I went to Proverbs when I was a young believer, because it is the book about wisdom, and my life was riddled with failures. I wanted all the wisdom God could give me.
I meditated on the book for many years, and eventually one thought became crystal clear! Wisdom is not a subject that can be mastered. Wisdom is a person.
We live a life marked by wisdom, when we make Wisdom our “kinswoman” and we listen to everything she says and trust her instructions moment by moment.
In fact I was shocked to find that the whole of the Gospel, of human history, is right there in Proverbs.
In Proverbs 7 is a story of a Father, warning His Son. He had looked out the window and saw young people in the streets who were foolish, and making dangerous mistakes, and so He calls His Son to Him and warns Him of the dangers of their choices, then in the last line of this song, the Father addresses His sons, plural. It is a subtle thing, but something has happened between the instructions and the conclusions of the song that has brought others into this loving and protective relationship with the Father.
One can imagine that the Son heard the words of the Father, and fearing for His friends, ran out into the street and called them inside to be safe in the House with His Father. No longer, orphans living in the streets, the prey of wickedness and death.
The whole of the gospel is portrayed right there in chapter 7, but if you zoom out a little you see that Proverbs explains all of human history too.
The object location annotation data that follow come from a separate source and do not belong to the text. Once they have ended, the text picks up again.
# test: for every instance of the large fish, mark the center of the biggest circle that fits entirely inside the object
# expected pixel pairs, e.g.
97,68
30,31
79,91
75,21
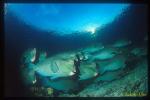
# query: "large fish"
106,53
121,43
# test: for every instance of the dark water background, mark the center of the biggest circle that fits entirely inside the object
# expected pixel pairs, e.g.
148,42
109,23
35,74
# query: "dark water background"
132,24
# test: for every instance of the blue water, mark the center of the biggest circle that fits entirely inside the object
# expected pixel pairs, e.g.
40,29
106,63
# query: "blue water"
19,36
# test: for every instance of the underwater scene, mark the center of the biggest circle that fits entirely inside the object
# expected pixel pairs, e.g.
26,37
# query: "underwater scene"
76,50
Proverbs works a little like a frame narrative. If it’s been awhile since your high school English class, a frame narrative is a literary device where a larger story wraps around and sometimes through an anthology giving unity to the stories in the collection.
Proverbs Chapters 1-9, and 30-31 create a frame around this idea that Father, Son and Spirit (called Wisdom) have been at work in the lives of men from the beginning. The Father teaching, the Son listening and obeying, and Wisdom working to bring it all about. They are a family. They dwell together in a House that is stable and prosperous.
When children come into the house the Father instructs them to obey Wisdom. She is the Mistress of the house. She gives work to each member of the household and she prepares food for each one. There is order, and fellowship for those in Her care.
Chapters 10-29 are the anthology. Not of stories as in other frame narratives, but of proverbs. They are little golden tidbits of Wisdom. It is like we are children following our Mother around all day, and at random intervals throughout our lives She drops a word, a joke, an instruction that takes root in our brain and becomes one of a million beautiful memories of Her presence in our lives. I picture it like gleaning. She is working. We are following, and gathering up the little grains of life giving wheat that she lets fall at our feet. We pick them up and squeal with delight, and She smiles at her beautiful children and goes on with her work.
If Chapters 1-9 are the burlap sack, and 10-29 are all the grains we’ve gathered throughout a life of living in Her House and walking in Her footsteps, then Chapters 30-31 are the drawstring that binds up the sack and helps us put it all together! They close the frame around the narrative.
These two Chapters speak of Wisdom. Of the day we finally see that Wisdom is not a subject we master, but a Person. A Person who means everything!